Until recently, the majority of research on the tumour-promoting effects of stress was focused on the neuroendocrine regulation of the immune response [26, 27]. In last years, more direct neuroendocrine effects on cancer cell proliferation, growth and invasion have been proved [27]; the identification of specific molecules responsible for such effects is presently an important target of oncologic research. Growing evidence indicate that tumour promotion by chronic stress rely largely on induction of catecholamine release. Indeed, substantial amounts of norepinephrine and epinephrine are produced during chronic stress due to the activation of sympathoadrenal medullary axis. Catecholamines in turn stimulate in several tissues, including various tumour types and surrounding cells, the production of different proteins that can help tumour development: these include metalloproteinases, growth factors and cytokines [28-30]. The specific contributions and roles of these proteins in tumour growth and metastatization need to be dissected, to understand the mechanism of stress-induced tumour promotion and to identify effective targets for therapy. In an orthotopic mouse model of stress-promoted ovarian carcinoma, the promoting effect of stress was recently shown to be mediated primarily through activation of the tumour cell cyclic AMP (cAMP)–protein kinase A (PKA) signalling pathway by the β2-adrenergic receptor and, specifically, by resulting neovascularization. In this context, catecholamine-induced increase in the tumour levels of the VEGF-A was identified as an important step downstream of the activation of cAMP-PKA signalling. These results constituted a major advancement in the understanding of stress effect on in vivo tumour development.

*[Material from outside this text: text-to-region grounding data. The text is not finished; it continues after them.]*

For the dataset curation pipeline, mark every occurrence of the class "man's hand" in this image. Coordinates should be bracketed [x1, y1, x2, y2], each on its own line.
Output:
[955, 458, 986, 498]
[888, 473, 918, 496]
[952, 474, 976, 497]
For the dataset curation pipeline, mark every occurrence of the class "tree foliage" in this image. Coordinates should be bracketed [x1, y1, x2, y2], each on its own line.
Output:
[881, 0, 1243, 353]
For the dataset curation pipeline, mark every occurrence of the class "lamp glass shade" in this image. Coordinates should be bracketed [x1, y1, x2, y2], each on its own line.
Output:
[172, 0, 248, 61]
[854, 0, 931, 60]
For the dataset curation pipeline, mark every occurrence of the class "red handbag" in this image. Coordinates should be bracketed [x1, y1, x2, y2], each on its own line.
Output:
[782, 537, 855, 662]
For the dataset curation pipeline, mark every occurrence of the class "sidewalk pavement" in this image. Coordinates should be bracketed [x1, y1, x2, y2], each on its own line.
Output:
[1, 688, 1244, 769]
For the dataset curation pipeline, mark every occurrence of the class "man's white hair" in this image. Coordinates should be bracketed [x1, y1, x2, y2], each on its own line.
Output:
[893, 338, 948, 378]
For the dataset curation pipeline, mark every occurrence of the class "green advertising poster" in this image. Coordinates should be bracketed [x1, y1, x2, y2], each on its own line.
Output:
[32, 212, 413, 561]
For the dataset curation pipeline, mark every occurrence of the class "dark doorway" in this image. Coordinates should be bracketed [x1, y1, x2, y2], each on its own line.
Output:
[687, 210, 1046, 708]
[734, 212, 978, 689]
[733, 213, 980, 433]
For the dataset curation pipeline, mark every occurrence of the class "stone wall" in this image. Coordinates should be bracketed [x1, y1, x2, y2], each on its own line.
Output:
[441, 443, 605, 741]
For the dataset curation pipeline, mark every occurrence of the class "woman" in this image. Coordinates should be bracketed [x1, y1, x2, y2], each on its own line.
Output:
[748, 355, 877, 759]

Here we confirm that the activation of the β2-adrenergic receptor is responsible for stress-induced tumour growth in another model, that is syngeneic ortothopic melanoma, and, importantly, add a piece of information, by demonstrating that, among potential VEGF targets, eNOS represents a key factor ultimately responsible for stress effect. Indeed, stress induced an increase of tumour eNOS levels in wild-type animals, as clearly demonstrated by Western blot analysis of melanoma tissues; as definitely, as a crucial evidence of eNOS role in this pathway of tumour promotion, stress was not able to promote melanoma growth in eNOS−/− mice. These results provide a novel element in the understanding of the pathway that links stress with cancer progression. More in general, they contribute to recognize eNOS as a pivotal enzyme in the neoplastic process. Nitric oxide is a critical downstream mediator of potent angiogenic agents such as VEGF [15], basic fibroblast growth factor [16], Ang-1 [31], insulin-like growth factor [29] and transforming growth factor (TGF)-β[15]. Previous studies attributed to iNOS, a major role in tumourigenesis [23, 32]. However, recent results assigned a prevalent role to eNOS in several cancer models [32-35], including liver tumours [32], prostate adenocarcinomas [35] and others [17]. Finally, oxidative stress has been recently correlated also with the response of patients affected by hepatocellular carcinoma to sorafenib combined with a somatostatin analogue (octreotide) [36]. Therefore, it appears that stress can play a role also in the determination of the clinical outcome of cancer patients.

Moreover, our results in orthotopic melanoma lend support to validation of eNOS as an important molecule in tumour development and a possible target of anti-neoplastic therapy.